Paralel örgüt, bugün gelinen noktada TSK’nın birçok birimini ele geçirmiş durumda. Genelkurmay, Hava, Deniz ve Kara’da istihbarat, personel ve yargı birimlerini, adli müşavirlikleri ele geçirdi. Paralel yapı bu işlerin en âlâsını yapıyor. Sivilde yaptıklarının belki daha fazlasını. Yaşar Büyükanıt Kuleli Askeri Lisesi komutanıyken, askeri liselere giriş sınavının Türkçe soruları Fethullahçı öğrencilere verildi. Bu dönemde Kuleli’ye 500 civarında Fethullahçı öğrenci alındı. 92’li olan o çocukların hepsi şimdi kurmay albay ve yarbay seviyelerinde. Şahit olduğum bir olay daha var. TSK’nın yurt dışı daimi görevlere göndereceği personele uyguladığı genel dil sınavı var. 1997 veya 1998’de bu sınavda çıkan okuma ve gramer sorularının bire bir kopyası Fethullahçı dershane aracılığıyla sınava girecek cemaatçi kişilere verildi. Cemaatin adamları sınavı kazanıp yurtdışına gitti.
YARGITAY’DA 50 ELEMAN
Askeri yargıda durum ne?
Askeri Yargıtay’ı ele geçirdi. Bunlar kesin. 50 civarı kişiden oluşan Askeri Yargıtay’da paralel yapı taraftarı 20 civarında kişi var, blok halinde, sistemli ve kendi aralarında hiyerarşik hareket ediyorlar. Tıpkı sivil Yargıtay’da birlikte hareket eden 160 kişilik grup gibi. Orada da durum korkunç. Özellikle son yıllarda askeri yargıya alınan hakim ve savcıların büyük bölümünün paralel yapı mensubu olduğu bütün askeri yargı camiasında konuşuluyor. Bunun somut örneklerini Askeri Yargıtay’ın kararlarında da rahatça görebiliriz. Son yıllarda Askeri Yargıtay paralel yapı mensubu üyelerinin etkisiyle verdiği kararlarda 40 yıllık yerleşik içtihatları yok saymıştır. Paralel yapı mensubu adam, Askeri Yargıtay üyeliği gibi bir konumu bırakıp adli müşavir oluyor. Çünkü komutanlar adli müşavirin söylediğinin dışında davranmaz ve hiçbir şey yapmaz. Çünkü böylece komutanı istediğiniz gibi yönlendirebilirsiniz. Adli müşavirlikler paralel yapı tarafından çok önemli hedefler olarak görülmüş ve ele geçirilmiştir. Paralel yapı sadece özel görevli mahkemelerde değil, askeri ve sivil bütün mahkemelerde hakim durumdadır.
SAHTE DELİLLE SORUŞTURMA
Askeri yargının ele geçirilmesi onlar için neden bu kadar önemli?

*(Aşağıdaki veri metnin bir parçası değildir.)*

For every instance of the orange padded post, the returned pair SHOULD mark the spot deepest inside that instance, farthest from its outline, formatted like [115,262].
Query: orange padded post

Önemli, çünkü; diyelim ben cemaatçi bir askeri savcıyım. Sen TSK personelisin, terfi edeceksin. Cemaatçi olmadığın için seni engellemeliyim. Hemen senin hakkında bir iddia uydurup soruşturma başlatıyorum. TSK personeli hakkında soruşturmanın başlaması bile onun terfisini durdurmaya yeterlidir. Paralel yapı TSK’da tasfiye etmek istediği personel hakkında; kadın düşkünlüğü, hayvan ve çocuk içerikli cinsel sapkınlık, rüşvet, yolsuzluk, hakkında her türlü sahte belge üretme, abartılı mal varlığı gösterme Kuddusi Okkır örneğinde olduğu gibi, gerçekte bir kuruşa muhtaç insanları çok zenginmiş gibi lanse etme, kadın düşkünü olma, rüşvet alma, yolsuzluk yapma gibi yöntemlere başvuruyor.
KOMUTANIN EMRİNİ ÇALDILAR
Askeri yargıdaki yapılanmayla ilgili yaşadığınız bir örnek var mı?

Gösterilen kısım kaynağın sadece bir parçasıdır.